Onzures' case had a positive outcome. But the military still says it falls short of meeting the mental health needs of all active-duty soldiers and veterans who need help.

Even Fort Hood, the country's largest base with 50,000 soldiers, is scrambling to meet the demand for services. Though Fort Hood offers a broad range of mental health services, it still must rely on local hospitals in Central Texas, such as Scott & White Healthcare, as well as independent therapists, to meet the needs of its military community, which includes more than 100,000 family members.

"We are not able to serve the entire population. So we are relying on our partners in the community to help provide some of that care," says Dr. Adam Borah, chief of Fort Hood's Resiliency and Restoration Center, which provides on-base outpatient mental health services. "We're lucky we have a relatively speaking robust network of community providers we can rely upon."

Nearly 20 percent of all combat veterans from the Iraq and Afghanistan wars – about 360,000 in all – report symptoms of PTSD and depression. Yet only a little over half of those have sought treatment, according to a study by Rand Corp. Many cite the stigma attached to mental illness for not seeking treatment, saying that doing so might harm their careers.
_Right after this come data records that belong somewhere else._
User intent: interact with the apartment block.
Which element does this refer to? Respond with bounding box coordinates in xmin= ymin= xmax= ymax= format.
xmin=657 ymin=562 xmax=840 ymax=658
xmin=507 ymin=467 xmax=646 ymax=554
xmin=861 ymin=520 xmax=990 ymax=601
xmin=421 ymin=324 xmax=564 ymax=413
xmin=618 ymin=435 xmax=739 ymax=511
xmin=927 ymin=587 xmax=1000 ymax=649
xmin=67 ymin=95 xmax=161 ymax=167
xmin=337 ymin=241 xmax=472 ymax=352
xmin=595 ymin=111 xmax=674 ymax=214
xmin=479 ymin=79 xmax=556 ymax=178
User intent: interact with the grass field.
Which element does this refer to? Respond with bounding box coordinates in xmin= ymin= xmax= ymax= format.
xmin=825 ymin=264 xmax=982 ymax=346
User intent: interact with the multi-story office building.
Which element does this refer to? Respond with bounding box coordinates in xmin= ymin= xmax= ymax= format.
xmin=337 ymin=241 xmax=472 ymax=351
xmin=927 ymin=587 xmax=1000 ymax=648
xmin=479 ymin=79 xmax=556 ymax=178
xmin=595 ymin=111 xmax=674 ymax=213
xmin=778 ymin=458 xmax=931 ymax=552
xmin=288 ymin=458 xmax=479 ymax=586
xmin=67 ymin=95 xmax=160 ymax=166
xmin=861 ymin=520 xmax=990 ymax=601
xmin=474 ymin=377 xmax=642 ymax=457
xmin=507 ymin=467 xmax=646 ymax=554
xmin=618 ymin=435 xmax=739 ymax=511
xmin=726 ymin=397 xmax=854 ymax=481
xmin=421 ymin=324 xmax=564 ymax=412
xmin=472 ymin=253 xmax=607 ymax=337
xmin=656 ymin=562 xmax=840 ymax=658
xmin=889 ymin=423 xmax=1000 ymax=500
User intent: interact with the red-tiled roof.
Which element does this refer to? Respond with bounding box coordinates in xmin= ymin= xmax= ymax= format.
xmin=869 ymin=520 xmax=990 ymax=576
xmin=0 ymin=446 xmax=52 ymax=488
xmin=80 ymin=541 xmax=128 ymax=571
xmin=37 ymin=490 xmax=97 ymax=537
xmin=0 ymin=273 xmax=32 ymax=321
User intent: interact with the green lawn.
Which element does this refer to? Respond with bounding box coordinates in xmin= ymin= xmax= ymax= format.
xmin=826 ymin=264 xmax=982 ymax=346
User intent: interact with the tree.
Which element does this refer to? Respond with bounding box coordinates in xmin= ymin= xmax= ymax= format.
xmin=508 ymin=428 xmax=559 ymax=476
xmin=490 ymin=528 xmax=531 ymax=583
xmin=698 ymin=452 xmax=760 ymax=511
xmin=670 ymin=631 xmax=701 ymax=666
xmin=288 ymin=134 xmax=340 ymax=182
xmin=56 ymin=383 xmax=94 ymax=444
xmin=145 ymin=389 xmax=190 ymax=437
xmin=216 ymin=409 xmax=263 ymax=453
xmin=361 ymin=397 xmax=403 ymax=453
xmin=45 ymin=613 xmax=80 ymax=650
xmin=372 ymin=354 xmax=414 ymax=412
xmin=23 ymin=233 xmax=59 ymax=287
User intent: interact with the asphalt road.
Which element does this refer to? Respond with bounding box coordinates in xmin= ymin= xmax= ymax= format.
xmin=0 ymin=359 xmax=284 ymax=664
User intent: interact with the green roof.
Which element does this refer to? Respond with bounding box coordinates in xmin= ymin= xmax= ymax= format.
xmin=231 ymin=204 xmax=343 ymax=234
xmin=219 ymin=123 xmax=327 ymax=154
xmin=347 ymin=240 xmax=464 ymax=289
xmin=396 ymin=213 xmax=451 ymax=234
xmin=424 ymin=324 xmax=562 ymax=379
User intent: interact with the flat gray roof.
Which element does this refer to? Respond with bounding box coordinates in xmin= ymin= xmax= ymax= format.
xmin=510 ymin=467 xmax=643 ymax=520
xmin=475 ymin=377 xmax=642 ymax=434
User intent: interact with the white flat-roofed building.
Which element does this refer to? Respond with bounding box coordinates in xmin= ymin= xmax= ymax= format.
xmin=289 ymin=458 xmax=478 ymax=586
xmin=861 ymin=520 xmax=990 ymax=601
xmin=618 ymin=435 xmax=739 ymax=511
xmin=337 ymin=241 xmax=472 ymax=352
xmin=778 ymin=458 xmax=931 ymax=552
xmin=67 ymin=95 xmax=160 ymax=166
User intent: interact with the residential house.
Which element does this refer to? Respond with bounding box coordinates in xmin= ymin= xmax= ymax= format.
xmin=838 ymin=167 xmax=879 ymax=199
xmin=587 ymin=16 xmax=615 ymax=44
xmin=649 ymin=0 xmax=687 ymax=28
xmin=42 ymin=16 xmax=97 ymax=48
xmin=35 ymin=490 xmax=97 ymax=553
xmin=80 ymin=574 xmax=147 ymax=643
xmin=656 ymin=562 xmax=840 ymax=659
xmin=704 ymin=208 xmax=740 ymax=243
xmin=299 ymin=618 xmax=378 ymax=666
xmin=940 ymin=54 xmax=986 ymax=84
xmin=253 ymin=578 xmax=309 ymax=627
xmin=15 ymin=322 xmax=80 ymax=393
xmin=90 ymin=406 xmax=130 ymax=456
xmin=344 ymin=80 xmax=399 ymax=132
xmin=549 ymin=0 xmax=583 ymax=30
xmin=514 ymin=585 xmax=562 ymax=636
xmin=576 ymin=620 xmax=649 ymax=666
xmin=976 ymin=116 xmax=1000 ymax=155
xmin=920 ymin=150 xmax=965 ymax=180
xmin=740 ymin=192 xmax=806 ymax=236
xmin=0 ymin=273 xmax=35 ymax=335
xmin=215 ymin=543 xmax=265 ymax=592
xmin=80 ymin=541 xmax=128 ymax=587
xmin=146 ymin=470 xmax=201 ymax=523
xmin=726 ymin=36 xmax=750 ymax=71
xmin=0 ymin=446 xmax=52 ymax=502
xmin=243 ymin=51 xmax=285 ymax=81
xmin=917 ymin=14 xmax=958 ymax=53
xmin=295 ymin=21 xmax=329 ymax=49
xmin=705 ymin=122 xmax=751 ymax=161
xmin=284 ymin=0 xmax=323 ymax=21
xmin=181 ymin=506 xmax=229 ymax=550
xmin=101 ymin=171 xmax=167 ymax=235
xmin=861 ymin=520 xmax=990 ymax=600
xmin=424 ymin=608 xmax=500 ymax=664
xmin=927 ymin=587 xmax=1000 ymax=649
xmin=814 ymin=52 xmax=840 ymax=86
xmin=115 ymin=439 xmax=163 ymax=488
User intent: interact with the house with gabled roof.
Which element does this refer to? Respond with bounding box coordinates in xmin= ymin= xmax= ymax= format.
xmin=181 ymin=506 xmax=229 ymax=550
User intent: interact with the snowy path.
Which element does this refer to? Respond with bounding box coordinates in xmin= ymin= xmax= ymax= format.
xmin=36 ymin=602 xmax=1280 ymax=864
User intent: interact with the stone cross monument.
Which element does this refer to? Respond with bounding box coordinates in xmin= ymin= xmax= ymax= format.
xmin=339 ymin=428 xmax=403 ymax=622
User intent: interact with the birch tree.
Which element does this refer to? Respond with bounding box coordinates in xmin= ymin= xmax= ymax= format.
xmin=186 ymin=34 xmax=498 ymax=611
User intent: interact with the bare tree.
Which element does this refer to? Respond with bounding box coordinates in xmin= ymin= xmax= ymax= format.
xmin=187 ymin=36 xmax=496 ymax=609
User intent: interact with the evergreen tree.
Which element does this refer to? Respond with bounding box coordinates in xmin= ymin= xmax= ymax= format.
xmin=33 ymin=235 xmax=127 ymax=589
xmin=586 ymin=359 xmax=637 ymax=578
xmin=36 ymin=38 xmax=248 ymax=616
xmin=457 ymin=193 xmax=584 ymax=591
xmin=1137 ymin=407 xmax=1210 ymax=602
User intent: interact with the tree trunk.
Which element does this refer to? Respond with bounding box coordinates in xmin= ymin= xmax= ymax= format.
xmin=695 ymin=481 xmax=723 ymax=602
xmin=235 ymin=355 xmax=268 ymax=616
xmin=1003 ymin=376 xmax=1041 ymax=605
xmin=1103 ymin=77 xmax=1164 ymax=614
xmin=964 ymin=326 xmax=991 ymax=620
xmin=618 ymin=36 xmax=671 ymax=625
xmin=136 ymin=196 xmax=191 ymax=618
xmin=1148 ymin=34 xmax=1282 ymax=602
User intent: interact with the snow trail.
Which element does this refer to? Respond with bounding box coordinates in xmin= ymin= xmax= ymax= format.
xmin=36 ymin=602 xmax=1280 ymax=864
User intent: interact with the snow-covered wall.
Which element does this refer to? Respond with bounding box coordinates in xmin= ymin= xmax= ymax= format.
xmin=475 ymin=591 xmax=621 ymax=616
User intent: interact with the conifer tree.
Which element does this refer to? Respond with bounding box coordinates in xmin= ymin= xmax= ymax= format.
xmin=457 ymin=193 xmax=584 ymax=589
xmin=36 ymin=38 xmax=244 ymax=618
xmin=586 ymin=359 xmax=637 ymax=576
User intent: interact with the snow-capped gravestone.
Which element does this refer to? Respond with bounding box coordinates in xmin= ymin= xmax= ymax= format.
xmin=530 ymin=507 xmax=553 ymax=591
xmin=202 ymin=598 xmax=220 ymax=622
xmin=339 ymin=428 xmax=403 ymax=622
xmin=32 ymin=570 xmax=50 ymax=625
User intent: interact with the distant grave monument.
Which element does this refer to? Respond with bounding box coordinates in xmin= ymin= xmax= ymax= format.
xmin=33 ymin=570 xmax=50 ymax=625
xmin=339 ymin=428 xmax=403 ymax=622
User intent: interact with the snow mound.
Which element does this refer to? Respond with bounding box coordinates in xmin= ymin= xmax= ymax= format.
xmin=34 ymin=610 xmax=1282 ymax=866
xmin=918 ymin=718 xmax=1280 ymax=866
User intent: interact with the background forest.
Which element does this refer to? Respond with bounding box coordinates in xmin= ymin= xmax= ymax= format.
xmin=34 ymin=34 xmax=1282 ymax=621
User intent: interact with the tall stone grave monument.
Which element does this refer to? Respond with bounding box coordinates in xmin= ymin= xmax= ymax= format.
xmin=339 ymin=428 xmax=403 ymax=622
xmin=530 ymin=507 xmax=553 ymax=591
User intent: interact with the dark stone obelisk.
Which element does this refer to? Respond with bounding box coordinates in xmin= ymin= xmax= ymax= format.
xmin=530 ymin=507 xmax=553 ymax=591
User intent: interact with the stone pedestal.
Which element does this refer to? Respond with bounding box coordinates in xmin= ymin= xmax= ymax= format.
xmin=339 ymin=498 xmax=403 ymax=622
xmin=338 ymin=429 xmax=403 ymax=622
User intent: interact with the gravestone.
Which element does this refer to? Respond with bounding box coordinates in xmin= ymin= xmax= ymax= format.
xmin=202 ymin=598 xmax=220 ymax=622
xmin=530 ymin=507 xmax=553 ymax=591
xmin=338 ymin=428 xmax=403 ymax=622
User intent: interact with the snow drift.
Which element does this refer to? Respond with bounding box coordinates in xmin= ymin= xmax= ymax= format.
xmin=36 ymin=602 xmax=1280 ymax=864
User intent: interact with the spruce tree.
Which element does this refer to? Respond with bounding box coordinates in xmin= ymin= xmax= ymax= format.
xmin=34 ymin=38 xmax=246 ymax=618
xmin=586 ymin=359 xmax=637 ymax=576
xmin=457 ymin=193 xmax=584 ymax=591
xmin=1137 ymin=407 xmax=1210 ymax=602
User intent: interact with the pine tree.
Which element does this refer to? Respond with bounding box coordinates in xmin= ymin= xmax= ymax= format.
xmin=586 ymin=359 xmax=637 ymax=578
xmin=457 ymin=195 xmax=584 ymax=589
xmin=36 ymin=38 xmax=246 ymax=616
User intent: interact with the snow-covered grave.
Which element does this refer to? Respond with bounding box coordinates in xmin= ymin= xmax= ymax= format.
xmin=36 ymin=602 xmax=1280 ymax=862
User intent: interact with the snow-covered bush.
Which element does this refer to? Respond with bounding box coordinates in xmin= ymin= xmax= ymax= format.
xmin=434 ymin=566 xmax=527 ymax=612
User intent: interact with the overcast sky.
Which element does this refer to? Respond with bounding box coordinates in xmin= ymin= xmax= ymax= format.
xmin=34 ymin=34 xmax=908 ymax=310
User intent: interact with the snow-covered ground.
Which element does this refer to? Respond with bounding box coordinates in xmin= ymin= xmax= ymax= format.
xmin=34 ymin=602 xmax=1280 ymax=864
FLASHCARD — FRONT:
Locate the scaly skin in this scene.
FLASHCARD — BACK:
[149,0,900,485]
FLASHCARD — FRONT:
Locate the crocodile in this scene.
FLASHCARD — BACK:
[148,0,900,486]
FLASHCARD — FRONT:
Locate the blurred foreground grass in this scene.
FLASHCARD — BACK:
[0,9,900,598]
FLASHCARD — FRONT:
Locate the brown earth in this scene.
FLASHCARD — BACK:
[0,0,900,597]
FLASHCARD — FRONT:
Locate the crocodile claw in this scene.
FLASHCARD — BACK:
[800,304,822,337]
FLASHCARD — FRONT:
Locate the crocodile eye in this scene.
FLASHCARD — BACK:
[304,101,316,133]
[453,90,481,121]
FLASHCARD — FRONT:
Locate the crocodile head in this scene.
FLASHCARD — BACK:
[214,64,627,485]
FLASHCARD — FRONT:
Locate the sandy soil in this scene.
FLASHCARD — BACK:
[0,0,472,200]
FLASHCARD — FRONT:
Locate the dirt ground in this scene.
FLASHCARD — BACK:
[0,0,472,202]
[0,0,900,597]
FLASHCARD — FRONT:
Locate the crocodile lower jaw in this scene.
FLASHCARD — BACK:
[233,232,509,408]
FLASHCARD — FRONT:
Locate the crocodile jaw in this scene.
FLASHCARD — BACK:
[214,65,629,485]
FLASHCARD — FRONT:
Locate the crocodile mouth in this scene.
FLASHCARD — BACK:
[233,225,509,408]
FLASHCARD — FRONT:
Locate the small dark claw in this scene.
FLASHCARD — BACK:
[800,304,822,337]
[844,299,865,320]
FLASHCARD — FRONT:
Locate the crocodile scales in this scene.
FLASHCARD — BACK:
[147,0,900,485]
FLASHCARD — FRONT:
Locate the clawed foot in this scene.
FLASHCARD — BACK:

At Fort Hood, the number of soldiers diagnosed with PTSD has more than doubled – from 1,006 in 2007 to 2,390 through May of this year, according to the Carl R. Darnall Army Medical Center. In recent years, Fort Hood has hired more therapists to try to meet the demands for mental health services and make it easier for soldiers to find help. In January 2007, the Resiliency and Restoration Center had about 80 mental health specialists. As of July 2010, that number had doubled to 161 A year ago, Fort Hood opened a new resiliency center, a one-stop wellness hub. The sprawling campus houses a gym and meeting rooms with a choice of services, including licensed mental health therapists, chaplains, massage and acupuncture.

Increasing numbers of war veterans are leaving active-duty service and returning to their communities. There are 12,038 Iraq and Afghanistan war veterans enrolled in the VA North Texas Health Care System. Various programs, both public and private, are reaching out to them and others who are not yet in the system.

The local VA recently expanded services for recent combat veterans. New community-based clinics have opened in Mesquite, Arlington, Fort Worth and Far North Dallas to supplement services offered by the Dallas VA Medical Center in southeast Dallas.

The VA also has begun offering special classes for spouses and other family members. "When you're dealing with readjustment issues, the role of the family has unfortunately been downplayed in the past," says Michael Heninger, a licensed clinical social worker at the Vet Center in Arlington.

"We are here for families of war-zone veterans," offering classes and services at no cost, Heninger says. "They've already paid the price."